Darüber, dass Oma keinen Mann an ihrer Seite hatte, machte ich mir keine Geanken. Es war einfach so, und einen Opa zu vermissen wäre mir im Traum nicht eingefallen. Umso erstaunter war ich, als Oma und ich in den Sommerferien in ihren Geburtsort in Oberbayern fuhren, in Nürnberg eine Zugunterbrechung von eineinhalb Stunden hatten und sie von einigen älteren Herren, die ebenfalls auf ihren Anschluss warteten, heftig hofiert wurde.

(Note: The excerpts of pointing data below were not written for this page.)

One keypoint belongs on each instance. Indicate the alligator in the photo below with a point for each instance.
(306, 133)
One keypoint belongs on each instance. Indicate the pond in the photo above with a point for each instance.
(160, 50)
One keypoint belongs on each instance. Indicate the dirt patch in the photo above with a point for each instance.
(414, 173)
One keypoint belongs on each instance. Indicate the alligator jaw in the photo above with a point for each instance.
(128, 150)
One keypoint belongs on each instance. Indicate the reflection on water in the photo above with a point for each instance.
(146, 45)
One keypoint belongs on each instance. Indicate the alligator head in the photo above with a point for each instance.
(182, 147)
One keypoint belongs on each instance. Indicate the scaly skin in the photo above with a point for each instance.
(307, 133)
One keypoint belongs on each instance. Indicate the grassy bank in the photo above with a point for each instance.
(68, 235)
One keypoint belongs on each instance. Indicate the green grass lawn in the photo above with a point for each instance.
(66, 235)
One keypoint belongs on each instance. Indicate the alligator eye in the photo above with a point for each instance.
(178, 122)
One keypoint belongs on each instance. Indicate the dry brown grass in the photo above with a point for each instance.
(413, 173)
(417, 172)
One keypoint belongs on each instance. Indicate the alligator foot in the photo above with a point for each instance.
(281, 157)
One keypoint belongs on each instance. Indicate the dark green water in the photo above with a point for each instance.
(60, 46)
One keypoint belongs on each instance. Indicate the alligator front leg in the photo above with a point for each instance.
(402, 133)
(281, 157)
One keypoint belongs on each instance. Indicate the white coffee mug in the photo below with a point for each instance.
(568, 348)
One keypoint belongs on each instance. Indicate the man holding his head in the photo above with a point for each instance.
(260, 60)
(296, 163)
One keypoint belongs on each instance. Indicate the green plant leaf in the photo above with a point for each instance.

Oma war nie ein Kind von Traurigkeit gewesen, aber diese massive Anmache empfand sie als peinlich. Das hatte ich ihrem Gesichtsausdruck deutlich angesehen. Nach einer gescheiterten Ehe, die sie am liebsten aus ihrem Gedächtnis gestrichen hätte, und dem Verlust ihres Lebensgefährten, den ein Gehirntumor zum Tode verurteilt hatte, hatte sie mit der Männerwelt nichts mehr am Hut gehabt. Sie hatte die Lektion begriffen, dass eine Frau am besten im Leben zurechtkommt, wenn sie mit sich allein und ihren eigenen Problemen zu tun hat.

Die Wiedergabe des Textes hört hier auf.